When a lexical scope is exited, we not only pop the symbol table representing the scope from the stack, but also remove the relevant input nodes. If the variable's expression only exists for the Scope mapping (e.g., "just in case" the Parser parses code that uses the variable) this is when the expression dies:

  int a=1;
  {
      int b=a*a*a;
  }  // When this scope closes & ends, b (and the cube of a) dies
  return a;

In the visualization, we show the ScopeNode in a separate box running underneath the main IR graph; the stack of symbol tables is shown inside the box. We show the edge from each variable in the symbol table to the defining Node in the graph.

The ScopeNode is neither a Data Node nor a Control Node; it really is a utility for maintaining symbol tables, name lookups, plays a crucial role in deciding where Phi nodes are required. Representing it as a Node allows us to leverage the Sea of Nodes def-use architecture to maintain liveness of values in scope.

A ScopeNode has no outputs.

Demonstration

We show the output from following code.

01      int a=1;
02      int b=2;
03      int c=0;
04      {
05          int b=3;
07          c=a+b;
08      }
09      return c;
  • When we start parsing above, we start with a symbol table (at level 0). The variables a, b, and c are registered in this table.
  • On line 4, we start a nested scope. At this point, a new symbol table is pushed (at level 1).
  • On line 5, a variable b is declared. b is registered in the symbol table at level 1. This then hides the variable with the same name on line 2.
  • On line 7, we update the variable c. Variable lookup will find it in the symbol table at level 0. The node graph is shown below (note that peephole opts are switched off here so that we can see the graph as its initially constructed).

Graph1

The diagram shows the ScopeNode and the symbol tables in the bottom cluster. Each table is annotated by its scope level, and shows the variables defined in that scope.

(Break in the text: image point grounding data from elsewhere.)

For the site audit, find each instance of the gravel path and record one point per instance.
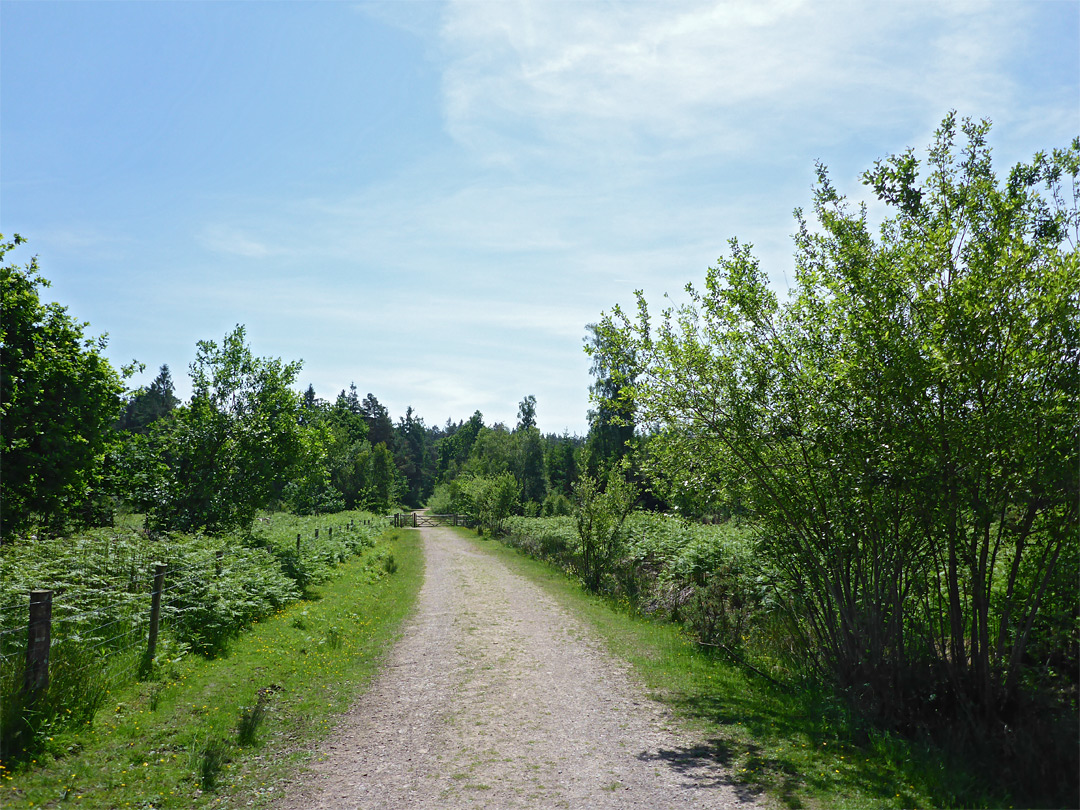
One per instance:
(496, 697)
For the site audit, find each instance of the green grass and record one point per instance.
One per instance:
(799, 746)
(190, 738)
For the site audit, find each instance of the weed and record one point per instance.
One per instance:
(334, 638)
(251, 718)
(212, 757)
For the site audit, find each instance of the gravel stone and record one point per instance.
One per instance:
(496, 697)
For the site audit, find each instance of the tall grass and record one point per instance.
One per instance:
(102, 581)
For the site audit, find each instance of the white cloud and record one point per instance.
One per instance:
(712, 78)
(234, 242)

  • When we exit the nested scope on line 8, the symbol table at level 1 is popped.
  • At line 9, our graph looks like this:

Graph2

As we see, only 1 symbol table is present at this point.

We can also have multiple scopes at the same level during the execution of the program, but only one will be active at a time because the symbol table can only hold one symbol table for each scope level.

For example:

01   int a=1; 
02   int b=2; 
03   int c=0; 
04   { 
05       int b=5; 
06       c=a+b; 
08   } 
09   {
10       int e=6; 
11       c = a+e;  
13   } 
14    return c; 

Here both scopes starting from (04-08) and (09-13) are at the same level:

public final Stack<HashMap<String, Integer>> _scopes;

The _scopes stack holds nested scopes, with index 0 representing the highest (global) scope and deeper indices representing more nested scopes. Popping returns the current scope and moves to the outer one. There is a direct one-to-one mapping between each index and its corresponding scope.

The first nested scope(04-08) Graph4

The second nested scope(09-13) Graph5

  • In both cases the index which represents the deepness of the scope is 1.

Enabling peephole optimizations

Once we enable peephole optimizations, the parser is able to reduce all the expressions down to a constant. This is illustrated nicely below.

01      int x0=1;
02      int y0=2;
03      int x1=3;
04      int y1=4;
05      return (x0-x1)*(x0-x1) + (y0-y1)*(y0-y1);

The graph for above, is displayed below.

Graph2

The return node has the constant 8 as its data value! When the parsing ends and the scope at level 0 is removed, only the return 8 remains.